9 myths about the Greece crisis

This was the week Greece made history by defaulting on its €1.55bn debt to the International Monetary Fund (IMF), becoming the first developed economy to miss a repayment.

Its banks closed, the Athens stock exchange was shut, and cash machine withdrawals were capped at €60.

A snap referendum was called by prime minister Alexis Tsipras to let the Greek people determine the country's fate – accept a bailout deal from their international creditors, or reject it in a move widely seen as a vote for Eurozone withdrawal.

Greek voters have a stark decision to make on Sunday, but their crisis is a murky one in which myths abound...

1. Grexit is now inevitable

Unable to repay its IMF debt, Greece is now in default – something which assures the country's exit from Europe. Or so it has been argued.

While the situation is perilously close to the point of no return, a Grexit is still not a sure thing.

From a legal standpoint, Greece's default does not entail automatic Eurozone expulsion.
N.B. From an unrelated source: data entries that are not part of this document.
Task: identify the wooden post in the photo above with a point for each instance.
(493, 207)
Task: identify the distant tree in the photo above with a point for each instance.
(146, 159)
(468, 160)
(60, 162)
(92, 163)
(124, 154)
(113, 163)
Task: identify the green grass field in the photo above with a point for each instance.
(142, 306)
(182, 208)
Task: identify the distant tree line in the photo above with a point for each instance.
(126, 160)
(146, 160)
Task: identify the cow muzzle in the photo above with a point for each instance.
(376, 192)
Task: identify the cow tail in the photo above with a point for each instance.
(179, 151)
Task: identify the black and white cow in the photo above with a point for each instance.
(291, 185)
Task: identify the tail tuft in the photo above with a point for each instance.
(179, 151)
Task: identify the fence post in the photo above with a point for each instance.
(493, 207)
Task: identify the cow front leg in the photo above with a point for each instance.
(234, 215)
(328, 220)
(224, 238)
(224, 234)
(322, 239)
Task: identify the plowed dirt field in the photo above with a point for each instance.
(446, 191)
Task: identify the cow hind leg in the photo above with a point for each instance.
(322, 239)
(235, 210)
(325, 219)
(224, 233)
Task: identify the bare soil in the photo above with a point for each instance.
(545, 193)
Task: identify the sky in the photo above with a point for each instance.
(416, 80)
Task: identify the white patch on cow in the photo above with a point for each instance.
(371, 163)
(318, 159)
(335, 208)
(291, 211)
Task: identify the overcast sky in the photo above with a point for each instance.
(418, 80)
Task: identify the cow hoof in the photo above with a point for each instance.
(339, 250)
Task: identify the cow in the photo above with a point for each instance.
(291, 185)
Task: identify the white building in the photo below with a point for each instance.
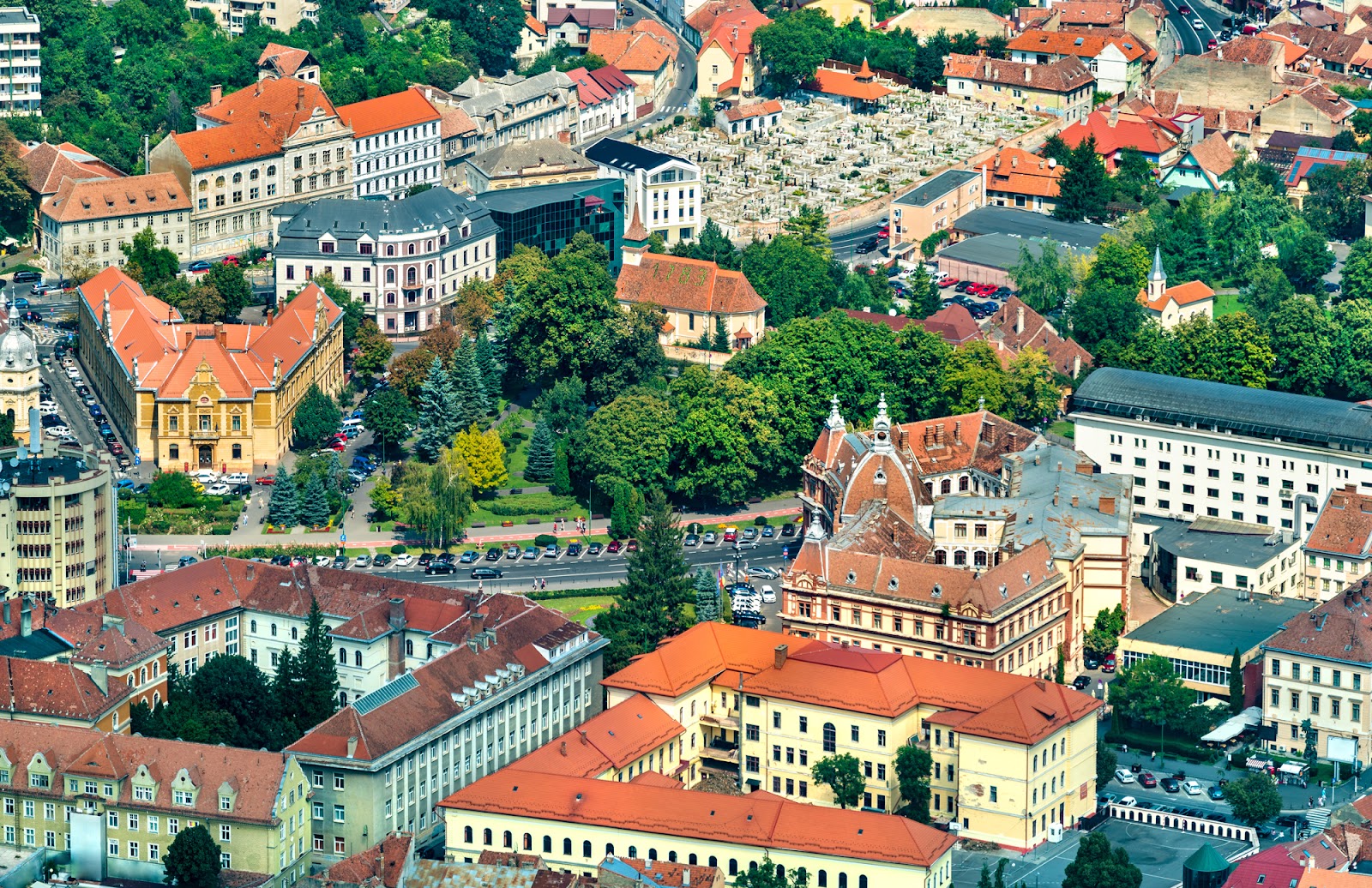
(665, 189)
(21, 87)
(402, 259)
(1223, 451)
(395, 144)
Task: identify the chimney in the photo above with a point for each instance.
(100, 675)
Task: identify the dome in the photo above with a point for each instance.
(18, 351)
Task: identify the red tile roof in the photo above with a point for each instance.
(759, 819)
(388, 112)
(679, 284)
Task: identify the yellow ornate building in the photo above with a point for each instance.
(198, 395)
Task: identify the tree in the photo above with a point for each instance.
(316, 418)
(1255, 799)
(388, 416)
(484, 457)
(283, 510)
(651, 603)
(315, 503)
(1150, 691)
(1084, 188)
(150, 263)
(173, 489)
(438, 411)
(192, 860)
(843, 775)
(1235, 682)
(912, 769)
(542, 453)
(1098, 865)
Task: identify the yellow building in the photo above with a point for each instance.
(779, 710)
(205, 396)
(79, 789)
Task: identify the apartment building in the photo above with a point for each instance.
(1223, 451)
(402, 259)
(1319, 668)
(87, 222)
(779, 709)
(118, 802)
(514, 675)
(395, 144)
(21, 80)
(276, 141)
(665, 189)
(1338, 553)
(212, 396)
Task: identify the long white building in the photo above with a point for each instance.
(1205, 448)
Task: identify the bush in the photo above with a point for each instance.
(528, 505)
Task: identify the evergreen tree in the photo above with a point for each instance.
(468, 388)
(317, 691)
(438, 413)
(707, 597)
(542, 453)
(315, 503)
(490, 368)
(283, 508)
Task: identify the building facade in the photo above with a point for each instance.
(665, 189)
(21, 80)
(276, 141)
(87, 222)
(395, 144)
(208, 396)
(404, 259)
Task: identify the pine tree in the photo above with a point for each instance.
(542, 453)
(319, 686)
(468, 388)
(315, 503)
(436, 411)
(283, 508)
(707, 595)
(493, 375)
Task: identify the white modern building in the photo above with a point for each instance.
(402, 259)
(21, 85)
(1223, 451)
(395, 144)
(665, 189)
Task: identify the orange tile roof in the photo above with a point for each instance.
(614, 739)
(388, 112)
(759, 819)
(677, 283)
(106, 198)
(171, 354)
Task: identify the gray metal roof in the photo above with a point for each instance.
(1219, 621)
(1028, 224)
(1253, 413)
(936, 188)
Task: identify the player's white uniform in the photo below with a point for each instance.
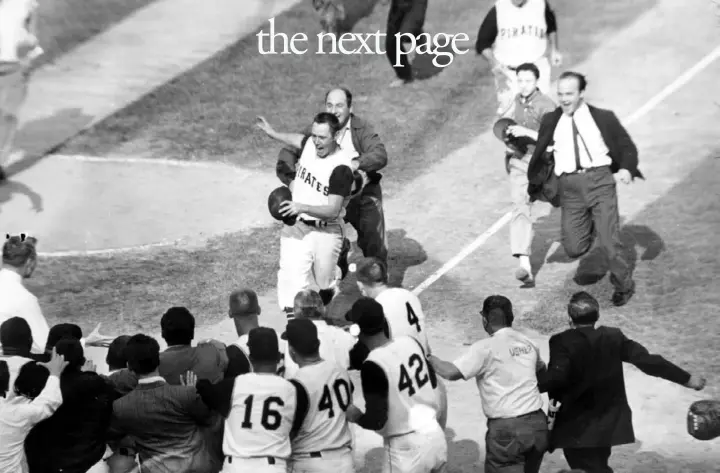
(309, 253)
(241, 343)
(414, 441)
(257, 431)
(324, 441)
(404, 314)
(522, 37)
(335, 346)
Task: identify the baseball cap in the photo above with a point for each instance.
(263, 344)
(302, 336)
(368, 314)
(371, 270)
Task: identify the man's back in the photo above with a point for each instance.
(166, 422)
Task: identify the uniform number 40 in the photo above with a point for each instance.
(421, 376)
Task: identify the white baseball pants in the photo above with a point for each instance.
(417, 452)
(254, 465)
(328, 461)
(506, 96)
(308, 259)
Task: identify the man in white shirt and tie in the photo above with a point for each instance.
(592, 150)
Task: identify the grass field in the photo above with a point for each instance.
(207, 114)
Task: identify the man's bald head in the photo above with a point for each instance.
(243, 303)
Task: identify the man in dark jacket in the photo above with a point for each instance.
(365, 211)
(585, 375)
(591, 151)
(73, 439)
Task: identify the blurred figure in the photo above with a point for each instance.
(19, 261)
(207, 360)
(167, 422)
(37, 396)
(18, 48)
(73, 440)
(585, 375)
(16, 340)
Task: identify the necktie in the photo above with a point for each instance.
(576, 146)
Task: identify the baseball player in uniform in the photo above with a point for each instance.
(18, 48)
(335, 343)
(262, 410)
(324, 442)
(401, 396)
(310, 249)
(515, 32)
(528, 108)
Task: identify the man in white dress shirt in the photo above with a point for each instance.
(19, 258)
(592, 150)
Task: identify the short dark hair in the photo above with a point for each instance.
(528, 66)
(582, 81)
(178, 326)
(15, 332)
(19, 249)
(143, 354)
(73, 352)
(583, 308)
(31, 380)
(345, 90)
(324, 118)
(115, 357)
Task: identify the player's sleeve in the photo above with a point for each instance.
(550, 19)
(375, 390)
(341, 181)
(488, 32)
(301, 407)
(474, 362)
(238, 362)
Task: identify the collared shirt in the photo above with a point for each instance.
(589, 133)
(17, 417)
(17, 301)
(504, 367)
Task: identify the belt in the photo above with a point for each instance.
(271, 460)
(586, 170)
(314, 223)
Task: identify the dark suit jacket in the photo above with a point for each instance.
(622, 149)
(74, 437)
(169, 425)
(373, 155)
(585, 374)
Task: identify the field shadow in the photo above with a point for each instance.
(463, 455)
(38, 138)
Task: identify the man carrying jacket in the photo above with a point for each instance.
(364, 212)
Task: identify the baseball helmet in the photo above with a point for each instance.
(275, 200)
(703, 420)
(517, 144)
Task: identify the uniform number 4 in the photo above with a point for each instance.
(421, 377)
(412, 318)
(270, 418)
(341, 389)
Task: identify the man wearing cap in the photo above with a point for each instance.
(324, 442)
(262, 410)
(244, 312)
(529, 106)
(335, 343)
(505, 367)
(402, 401)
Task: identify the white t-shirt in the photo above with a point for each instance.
(504, 367)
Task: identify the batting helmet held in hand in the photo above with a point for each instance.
(703, 420)
(275, 200)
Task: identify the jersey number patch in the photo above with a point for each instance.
(412, 318)
(270, 418)
(421, 376)
(342, 392)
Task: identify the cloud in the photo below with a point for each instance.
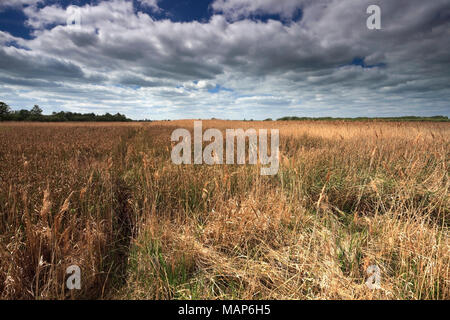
(124, 60)
(152, 4)
(17, 3)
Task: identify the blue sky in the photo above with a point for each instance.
(229, 59)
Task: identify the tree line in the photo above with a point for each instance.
(35, 114)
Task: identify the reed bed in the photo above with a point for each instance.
(107, 198)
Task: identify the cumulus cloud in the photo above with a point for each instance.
(236, 9)
(328, 63)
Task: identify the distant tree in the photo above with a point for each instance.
(5, 110)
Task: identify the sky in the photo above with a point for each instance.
(228, 59)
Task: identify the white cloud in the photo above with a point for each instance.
(152, 4)
(17, 3)
(123, 61)
(236, 9)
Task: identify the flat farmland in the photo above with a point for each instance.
(106, 197)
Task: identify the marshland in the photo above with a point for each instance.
(107, 198)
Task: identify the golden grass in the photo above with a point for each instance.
(107, 198)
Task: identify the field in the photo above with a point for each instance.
(106, 197)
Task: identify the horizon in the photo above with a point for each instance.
(233, 59)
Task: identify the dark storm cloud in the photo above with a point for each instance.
(328, 58)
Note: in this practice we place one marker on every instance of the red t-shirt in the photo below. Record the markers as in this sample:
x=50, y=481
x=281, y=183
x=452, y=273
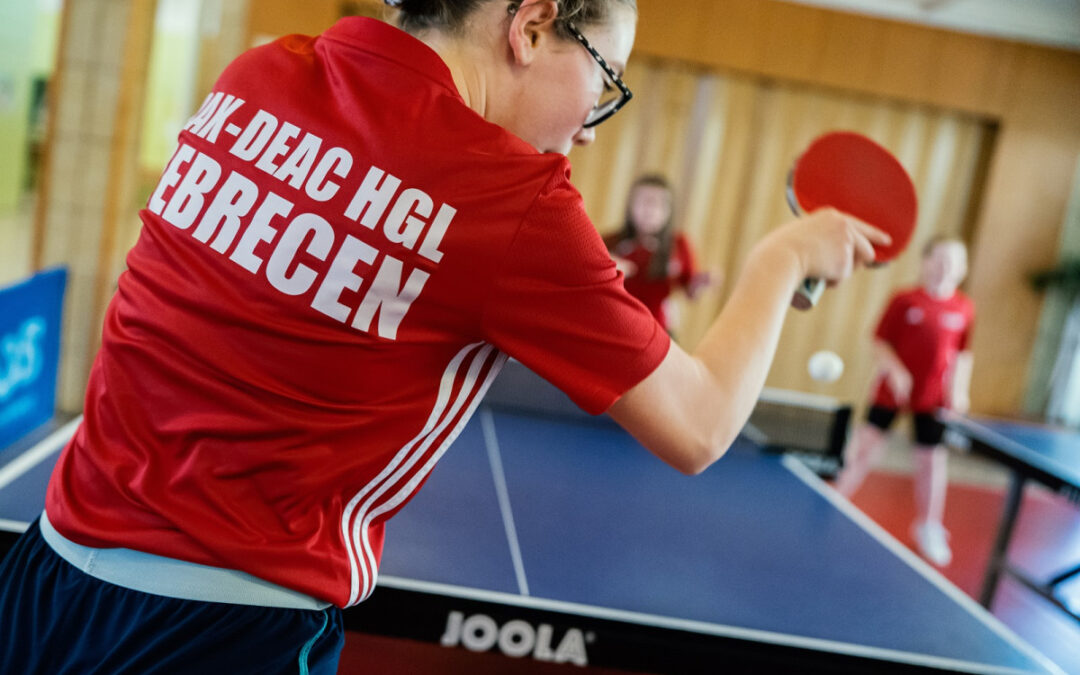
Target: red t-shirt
x=652, y=292
x=334, y=267
x=927, y=334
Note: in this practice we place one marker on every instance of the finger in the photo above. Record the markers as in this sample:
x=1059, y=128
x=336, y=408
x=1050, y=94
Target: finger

Addressing the European Parliament in April, Victor Constancio – VP of the European Central Bank (ECB) – said he was "convinced" a Greek exit would not result from a missed repayment, adding: "The treaty doesn't foresee that a country can be formally legally expelled from the euro."

However, a 'No' vote in Sunday's referendum on whether Greece should accept fresh bailout proposals would, it is widely believed, be the death knell for the country's Eurozone membership.